Mayer Hawthorne - WHERE DOES THIS DOOR GO - la recensione

Recensione del 12 ago 2013 a cura di Michele Boroni

Voto 7/10
Mayer Hawthorne è un simpatico ragazzotto del Michigan noto ai più per il suo straordinario esordio retro-soul del 2009 (“A strange arrangement”). Il nostro ha continuato in questi anni tra compilation mixati di perle soul a 45 giri degli anni 60, ep di cover di pezzi anni 80-90 e un altro disco solista (“How do you do?”) in cui si allontanava gradualmente dal soul Motown e Stax per incrociare uno stile più personale, anche se sempre debitore del passato.

In questo nuovo lavoro le intenzioni del buon Mayer si fanno molto più chiare. Il suo nuovo riferimento è il blue eyed soul o quelli che molti chiamano (non senza un certo malcelato disprezzo) lo yacht rock - ovvero quel rock soul funk bianco, maturo e sofisticato portato al successo da band come Steely Dan, Doobie Brothers, Hall & Oates e Boz Scaggs (peraltro tornato prepotentemente di moda) – miscelato con elementi di R&B e un'infarinatura di hip-hop che lo rendono contemporaneo.
E' paradossale che per il disco più personale Hawthorne abbia abbandonato la sedia del produttore per cederlo a una serie di nomi di prestigio quali Jack Splash (Kendrick Lamar, John Legend), Greg Walls (Adele), John Hill (Santigold) e il prezzemolino di quest'estate Pharrell Williams la cui influenza nel disco è piuttosto forte.
Ma veniamo alle tracce. “Back Seat Lovers” è puro Michael McDonald e il “nah-nah nah-nah” è contagioso come pochi, “The Innocent” con quelle sue note ascendenti ricorda molto da vicino “Maneater” di Hall & Oates, mentre l'incedere reggae-dub di “Allie Jones” lo trasforma nel fratellino piccolo e sporco di “Haitian Divorce” degli Steelys, e via dicendo; ogni brano rimanda a qualche altra perla che i nostalgici di certo pop sofisticato degli anni 70-80 non possono non rammentare, ma qui proposti in una veste nuova e gradevolissima.

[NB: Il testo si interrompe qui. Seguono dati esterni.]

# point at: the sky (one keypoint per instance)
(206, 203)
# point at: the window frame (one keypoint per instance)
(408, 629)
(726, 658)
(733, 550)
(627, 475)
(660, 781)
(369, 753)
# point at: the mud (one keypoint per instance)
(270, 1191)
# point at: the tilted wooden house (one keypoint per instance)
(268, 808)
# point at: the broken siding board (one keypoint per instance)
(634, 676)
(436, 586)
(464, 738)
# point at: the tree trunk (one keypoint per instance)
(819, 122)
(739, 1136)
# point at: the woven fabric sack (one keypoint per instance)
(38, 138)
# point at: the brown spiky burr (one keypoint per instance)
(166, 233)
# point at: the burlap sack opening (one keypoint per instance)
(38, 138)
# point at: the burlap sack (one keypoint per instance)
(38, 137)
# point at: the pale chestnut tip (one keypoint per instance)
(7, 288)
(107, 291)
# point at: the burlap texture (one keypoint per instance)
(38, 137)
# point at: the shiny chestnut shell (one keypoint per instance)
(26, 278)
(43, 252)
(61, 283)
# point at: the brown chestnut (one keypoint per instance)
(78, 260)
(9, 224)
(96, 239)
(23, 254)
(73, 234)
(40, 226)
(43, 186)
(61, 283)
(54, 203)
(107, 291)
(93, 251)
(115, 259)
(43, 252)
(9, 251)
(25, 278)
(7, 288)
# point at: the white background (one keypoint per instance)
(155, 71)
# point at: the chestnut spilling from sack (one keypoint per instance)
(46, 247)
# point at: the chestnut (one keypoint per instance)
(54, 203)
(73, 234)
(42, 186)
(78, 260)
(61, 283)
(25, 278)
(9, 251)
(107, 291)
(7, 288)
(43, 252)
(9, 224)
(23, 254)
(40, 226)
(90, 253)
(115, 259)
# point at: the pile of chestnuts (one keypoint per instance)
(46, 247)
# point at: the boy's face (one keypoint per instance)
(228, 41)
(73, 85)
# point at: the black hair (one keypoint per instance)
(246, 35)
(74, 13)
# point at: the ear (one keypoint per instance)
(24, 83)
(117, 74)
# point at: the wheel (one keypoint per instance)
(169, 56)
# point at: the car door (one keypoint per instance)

Linee di basso complesse, solide base ritmiche, tastiere e ottoni sparsi in tutto il disco e in più un funk che rende il disco (dalla copertina inquietante e assolutamente fuori luogo) assai più ballabile e pop dei suoi precedenti. Merito anche di Pharrell Williams che mette lo zampino sui pezzi più riusciti del disco: in “Wine Glass Woman” riprende la chitarrina di “Beautiful” nella sua collaborazione con Snoop Doggy Dog, mentre in “Reach out Richard” e “The Stars are ours” il leader dei Neptunes e dei N.E.R.D fa coming out del suo amore per Fagen & Becker, riuscendo a mettere insieme nell'ultimo pezzo le sofisticate linee melodiche con il classico tormentone “hey-ho” che dal vivo funzionerà molto.
I testi parlano come al solito di donne, sesso e sbronze, ma Mayer qui prova anche a raccontare delle storie brillanti, al contrario di quelle un po' maschiliste e superficiali del “collega” Robin Thicke.

La collaborazione di Kendrick Lamar (anche lui prezzemolino mica da ridere) non aggiunge niente di più e, insieme alle ballad in cui Mayer Hawthorne gioca a fare Elton John (come nella conclusiva “All Better”) sono forse i pezzi più deboli di un disco che va giù come un mojito fatto bene, di quelli dissetanti di cui non percepisci il contenuto alcoolico e che ti vien voglia di riprendere ancora e ancora.